NYATAKAN sikap soal tragedi Kanjuruhan, Presiden Arema FC sebut dirinya berdiri untuk pemain dan suporter. Gilang Widya selaku Presiden Arema FC berharap agar tragedi Kanjuruhan menjadi bahan introspeksi bagi para pemangku kepentingan di sepakbola Indonesia.
Tragedi Kanjuruhan menjadi momentum terkelam dalam sepakbola Indonesia. Bagi Arema FC, tak hanya kehilangan 135 nyawa yang sebagian besar adalah Aremania, melainkan juga dijatuhi sanksi dengan harus tampil 250 km dari Malang pada pentas Liga 1 2022-2023.
Selain itu Arema juga dijatuhi hukuman denda Rp250 juta Rupiah. Enggan memikirkan sanksi tersebut, manajemen Arema kini sedang berfokus pada penanganan korban dan menyelesaikan persoalan trauma psikis pemain dan ofisial.
Di sisi lain, pihak suporter menuntut Arema untuk bersuara menanggapi sikap PSSI dan PT Liga Indonesia Baru (PT LIB) yang dinilai setengah-setengah dalam mengusut tuntas tragedi Kanjuruhan.
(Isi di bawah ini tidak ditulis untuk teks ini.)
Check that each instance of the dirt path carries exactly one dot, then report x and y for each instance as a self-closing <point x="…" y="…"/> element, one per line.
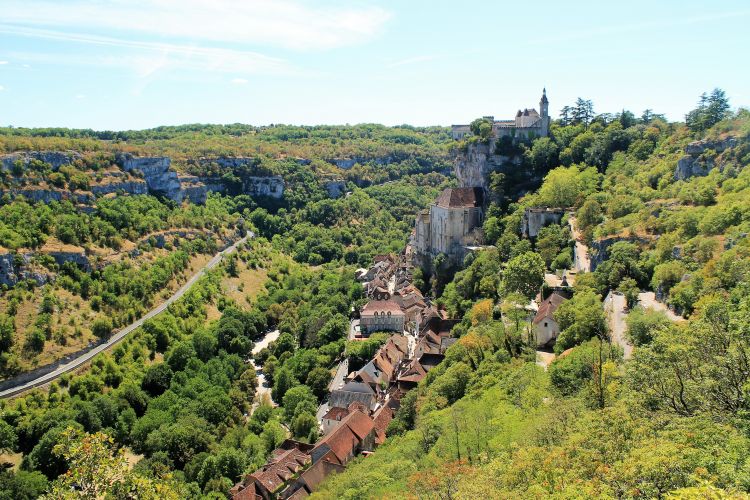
<point x="647" y="300"/>
<point x="615" y="307"/>
<point x="262" y="389"/>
Publik menilai PSSI acuh tak acuh dalam menanggapi rekomendasi Tim Gabungan Independen Pencari Fakta (TGIPF) dan enggan bertanggung jawab dengan menggunakan tameng regulasi.
Menanggapi hal itu, Gilang kemudian angkat suara. Gilang ingin agar tragedi Kanjuruhan menjadi bahan introspeksi pemangku kepentingan sepakbola Indonesia.
“Kami menginginkan tragedi ini adalah yang terakhir di sepakbola Indonesia dan menjadi bahan intropeksi seluruh stakeholder sepakbola nasional, baik federasi, klub maupun suporter demi perbaikan pesepakbolaan Indonesia,” kata Gilang dilansir laman resmi klub, Minggu (23/10/2022).
Gilang juga menegaskan bahwa manajemen Arema selalu berada di pihak pemain dan suporter. Dirinya ingin agar tragedi Kanjuruhan diusut setuntas-tuntasnya.
“Kami berdiri untuk pemain dan suporter, sehingga kami berharap tragedi Kanjuruhan ini bisa diusut secara tuntas oleh semua pemangku kebijakan. Tidak ada sepakbola yang melebihi nyawa,” tutupnya.